Shown off at this year’s Tribeca Spotlight and Guerrilla Collective 3.0, The Cub from Demagog Studio currently has a free demo available to play on Steam. Inspired by some of the Sega platforming classics of the 90s, The Cub is a post-apocalyptic platformer in which you, as the last human left on an abandoned Earth, traverse through the remains of an urban wasteland in escape from otherworldly invaders.
The Cub is a love letter to the likes of the old Aladdin, Jungle Book, and Lion King videogames of the 90s, taking solace in their retro-style difficulty, replicating their incredible looking hand-drawn animation style with a modern update, and putting a strong onus on a thematically rich soundtrack. The result is an arresting experience furnished with bursts of action-packed and quiet gameplay in balanced measure.

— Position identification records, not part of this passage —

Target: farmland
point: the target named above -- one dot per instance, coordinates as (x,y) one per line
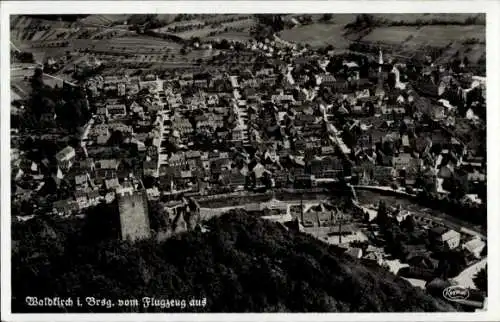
(430,35)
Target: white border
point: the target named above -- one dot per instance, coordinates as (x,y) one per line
(109,7)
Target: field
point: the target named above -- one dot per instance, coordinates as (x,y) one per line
(428,17)
(430,35)
(231,35)
(317,35)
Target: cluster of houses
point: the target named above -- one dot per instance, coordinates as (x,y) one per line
(282,117)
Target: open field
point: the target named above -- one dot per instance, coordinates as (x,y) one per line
(231,35)
(428,17)
(430,35)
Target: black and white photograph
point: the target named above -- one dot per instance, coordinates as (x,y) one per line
(247,162)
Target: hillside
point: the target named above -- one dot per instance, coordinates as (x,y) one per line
(241,264)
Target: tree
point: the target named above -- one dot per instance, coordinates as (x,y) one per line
(327,17)
(408,224)
(481,279)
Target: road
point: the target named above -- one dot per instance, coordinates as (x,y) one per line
(33,66)
(465,278)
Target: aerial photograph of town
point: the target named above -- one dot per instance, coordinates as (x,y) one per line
(225,163)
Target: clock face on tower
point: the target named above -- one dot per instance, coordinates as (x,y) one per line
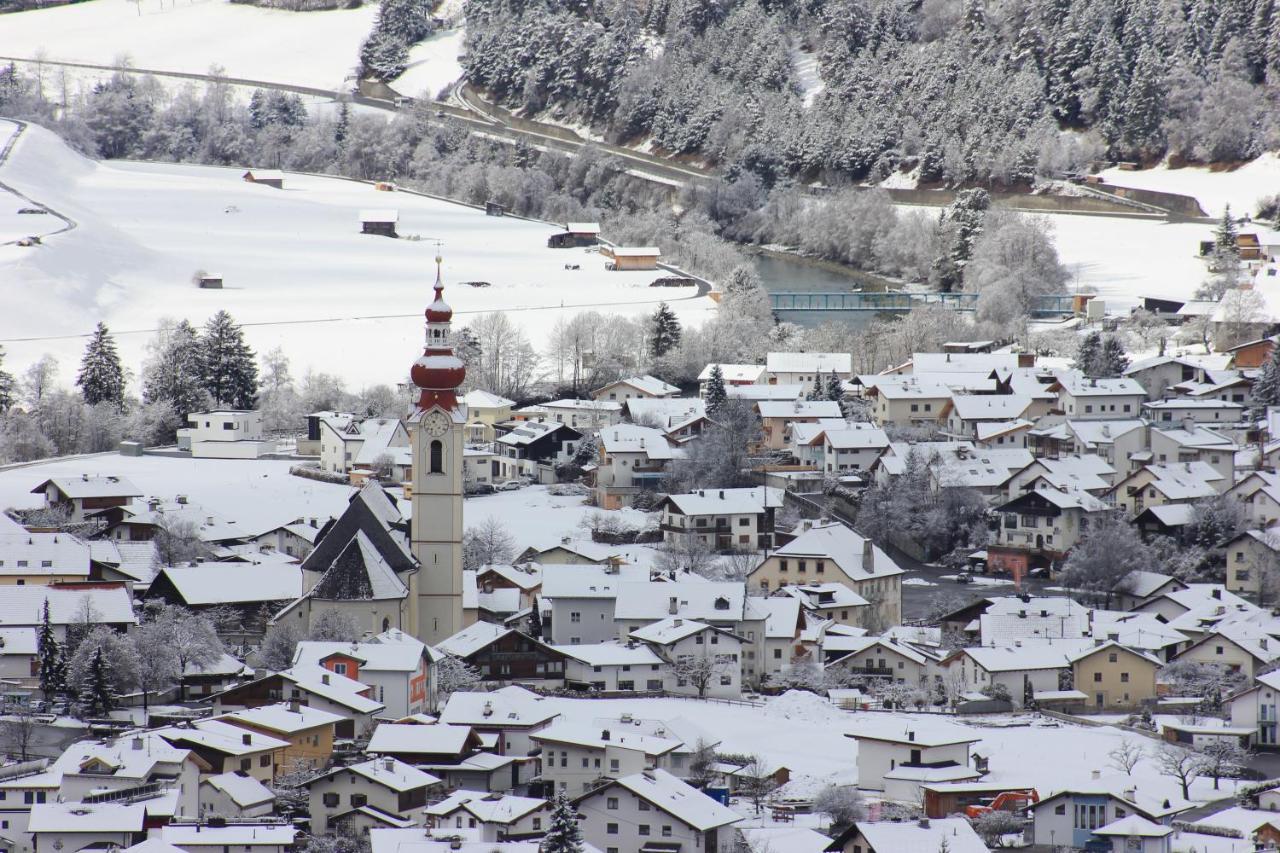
(437,424)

Jungle Book Meets Armageddon
The Cub has plenty to say on the current state of the world and where we are heading with our rigorous capitalism and disregard for our home planet: When humanity’s aggressive technological advancement brings on the Great Ecological Catastrophe on Earth the ultra-rich (headed by the subtly named “Muscovitch) flee to Mars to begin life anew. For the rest of us the catastrophe renders the planet uninhabitable, leading to a near-complete extinction of the human race in Earth.

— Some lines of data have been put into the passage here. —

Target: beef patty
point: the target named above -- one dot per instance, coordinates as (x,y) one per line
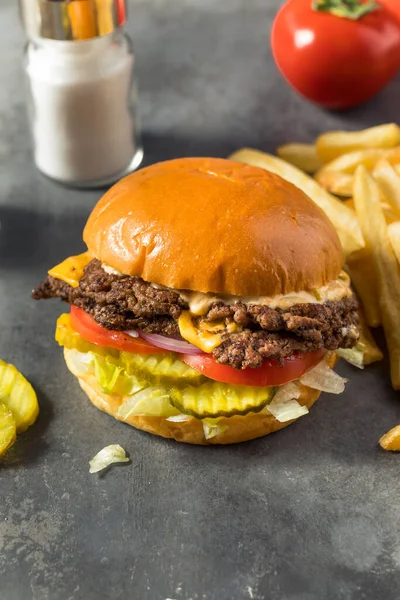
(123,302)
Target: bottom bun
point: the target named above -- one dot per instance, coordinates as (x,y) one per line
(239,429)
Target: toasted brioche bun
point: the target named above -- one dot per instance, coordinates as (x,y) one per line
(240,429)
(214,225)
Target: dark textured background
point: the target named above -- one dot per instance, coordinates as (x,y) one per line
(311,513)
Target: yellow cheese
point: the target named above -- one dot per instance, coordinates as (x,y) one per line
(71,269)
(204,340)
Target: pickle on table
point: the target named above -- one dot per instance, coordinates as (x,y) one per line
(214,399)
(8,430)
(18,395)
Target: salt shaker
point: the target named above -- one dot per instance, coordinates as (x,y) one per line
(81,90)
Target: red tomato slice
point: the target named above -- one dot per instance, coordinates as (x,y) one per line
(91,331)
(269,374)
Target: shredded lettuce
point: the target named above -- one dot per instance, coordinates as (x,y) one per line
(354,356)
(284,407)
(212,428)
(287,411)
(324,378)
(106,457)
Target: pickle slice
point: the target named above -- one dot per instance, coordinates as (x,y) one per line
(8,433)
(161,368)
(153,368)
(213,399)
(67,337)
(18,395)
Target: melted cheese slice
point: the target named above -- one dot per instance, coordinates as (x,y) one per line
(200,337)
(71,269)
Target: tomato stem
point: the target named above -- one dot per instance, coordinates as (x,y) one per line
(348,9)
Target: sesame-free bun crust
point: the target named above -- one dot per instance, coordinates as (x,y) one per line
(240,429)
(214,225)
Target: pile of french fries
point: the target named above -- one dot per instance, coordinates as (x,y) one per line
(354,177)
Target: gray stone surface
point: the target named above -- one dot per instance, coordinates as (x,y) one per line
(308,514)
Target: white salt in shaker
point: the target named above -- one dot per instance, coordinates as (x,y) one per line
(81,90)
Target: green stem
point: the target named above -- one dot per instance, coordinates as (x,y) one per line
(348,9)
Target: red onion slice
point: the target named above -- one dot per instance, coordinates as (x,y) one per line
(168,343)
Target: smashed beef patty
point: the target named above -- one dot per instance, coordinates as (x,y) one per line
(123,302)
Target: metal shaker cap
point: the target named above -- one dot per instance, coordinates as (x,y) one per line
(71,19)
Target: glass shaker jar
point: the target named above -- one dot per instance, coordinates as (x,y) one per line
(81,90)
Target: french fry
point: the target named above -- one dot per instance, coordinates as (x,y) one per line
(363,276)
(335,143)
(348,163)
(336,182)
(389,182)
(342,217)
(302,156)
(394,236)
(391,440)
(391,216)
(371,350)
(366,198)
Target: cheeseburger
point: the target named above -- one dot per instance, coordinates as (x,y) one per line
(210,304)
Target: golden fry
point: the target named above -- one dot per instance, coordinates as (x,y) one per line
(336,182)
(335,143)
(373,224)
(391,440)
(394,236)
(302,156)
(342,217)
(348,163)
(363,276)
(389,182)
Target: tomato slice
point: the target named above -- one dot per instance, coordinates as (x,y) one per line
(91,331)
(270,373)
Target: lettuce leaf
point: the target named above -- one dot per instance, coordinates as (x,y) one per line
(284,407)
(153,401)
(106,457)
(354,356)
(324,378)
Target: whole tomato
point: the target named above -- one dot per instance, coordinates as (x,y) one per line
(335,61)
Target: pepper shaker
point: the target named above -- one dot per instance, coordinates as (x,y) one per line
(81,90)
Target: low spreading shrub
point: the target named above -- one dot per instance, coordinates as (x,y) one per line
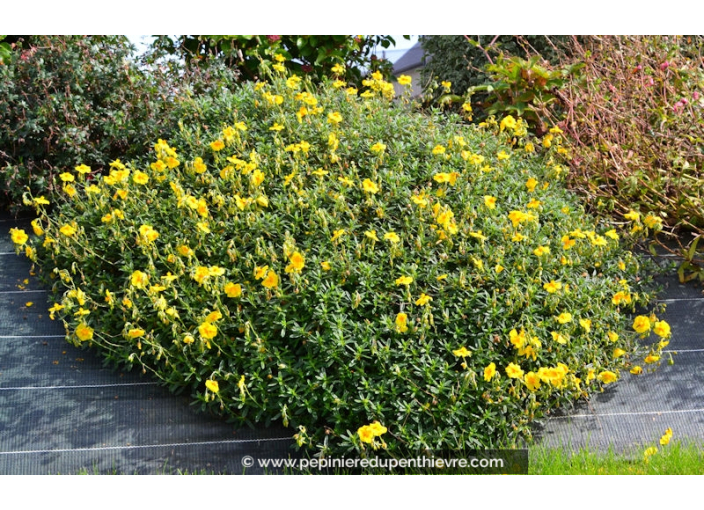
(371,277)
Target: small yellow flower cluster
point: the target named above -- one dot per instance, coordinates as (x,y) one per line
(369,433)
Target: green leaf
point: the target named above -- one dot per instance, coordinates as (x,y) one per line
(693,248)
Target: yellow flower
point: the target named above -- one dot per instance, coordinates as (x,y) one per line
(271,281)
(366,435)
(662,329)
(84,332)
(567,243)
(462,352)
(404,280)
(140,177)
(139,279)
(507,122)
(369,186)
(653,222)
(552,286)
(423,300)
(213,316)
(67,230)
(257,178)
(607,377)
(532,381)
(632,215)
(233,290)
(586,324)
(641,324)
(378,148)
(36,226)
(438,149)
(297,263)
(334,118)
(147,232)
(401,322)
(446,177)
(489,372)
(198,166)
(213,386)
(621,297)
(514,371)
(612,234)
(377,429)
(208,330)
(559,337)
(19,236)
(184,250)
(564,318)
(135,333)
(392,237)
(541,250)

Somehow, however, you as a small child have survived by possessing some kind of mysterious immunity to the Earth’s attacks, leaving you as the lone member of the human race still standing on our planet. Like Mowgli before him, our “Cub” is taken in by a pack of wolves and raised as one of their own. Now years later the Mars colony has sent recon teams back to Earth to examine the remnants of the world they damned, and of course once spotted The Cub quickly becomes of prime interest.
The Cub sees you adventuring through the remains of the world, taking you through a vast urban jungle as mother nature has reclaimed large swathes of cityscapes in humanity’s absence. Through the incredible world design you can piece together where things went wrong for humanity amongst the numerous towering skyscrapers, neon glazed adverts, industrial chimneys, tunnel colonies and genetic labs, and even dust-filled battlefields. The preview shows off just a couple of these environments, but each is incredibly well detailed and excellent to explore. There are often multiple pathways through an area with small notes and artefacts of the old world to be found though all of them. The Cub’s world seems to be rich with narrative texture where every unlikely avenue can teach you another small story about the old world.
It helps that the art style of The Cub is wonderfully done too. The hand drawn art style harkens back to the Sega classics and gives the game this excellent retro-style look then contrasted against your character’s more modern 3D look. Your Cub is out of place against the waste of a world that has been left behind for him. The camera work is also sublime. Your movements are followed by a distinctly voyeuristic camera style, with scenes being framed through shrubbery or passing by objects in the foreground. It gives this sense that you are always under observation by the recon team studying your every move as your cub examines artefacts of the old world with animal-like curiosity. Passing out of these more intimate peeping tom camera angles are huge awe-inspiring wides that let you absorb the huge wasteland around you in all its haunting beauty. For a game concerned with a world left in desolation it purposefully takes plenty of time to appreciate the natural beauty of what we’re currently destroying.
The gameplay is a mix of quiet exploration and challenging parkour with the odd puzzle or creature thrown in, and then more adrenaline fuelled chase sequences as Mars scientists hunt you down. Both sides of the game are enjoyable and the balance of pace is nice to be able to steep yourself in the world and sometimes get your action boots on.
The quieter exploration is also aided by the game’s diegetic soundtrack. Your cub has picked up a Mars helmet which is keeping him plugged in to a Mars radio station meaning your adventure is furnished with musical pieces and the odd interview or commentary segment from residents of the colony. These segments again run a commentary on what has been left behind and add a nice texturing to your adventure – plus the music is great too with its chill lo-fi beats, and really helps underscore the high notes of some of those breath-taking wide shots. You might be alone in this world, but equipped with your music your journey through the urban jungle doesn’t have to feel quite so lonely.
With a playtime of about 20–30-minutesThe Cub’s preview gives a good account of the balance of gameplay that we can expect and has plenty to whet the appetite for more. I’d encourage any who enjoy platforming or adventure games, or indeed the Sega classics it is inspired by, to take a shot at the demo and wishlist the game on Steam to help Demagog Studio out further.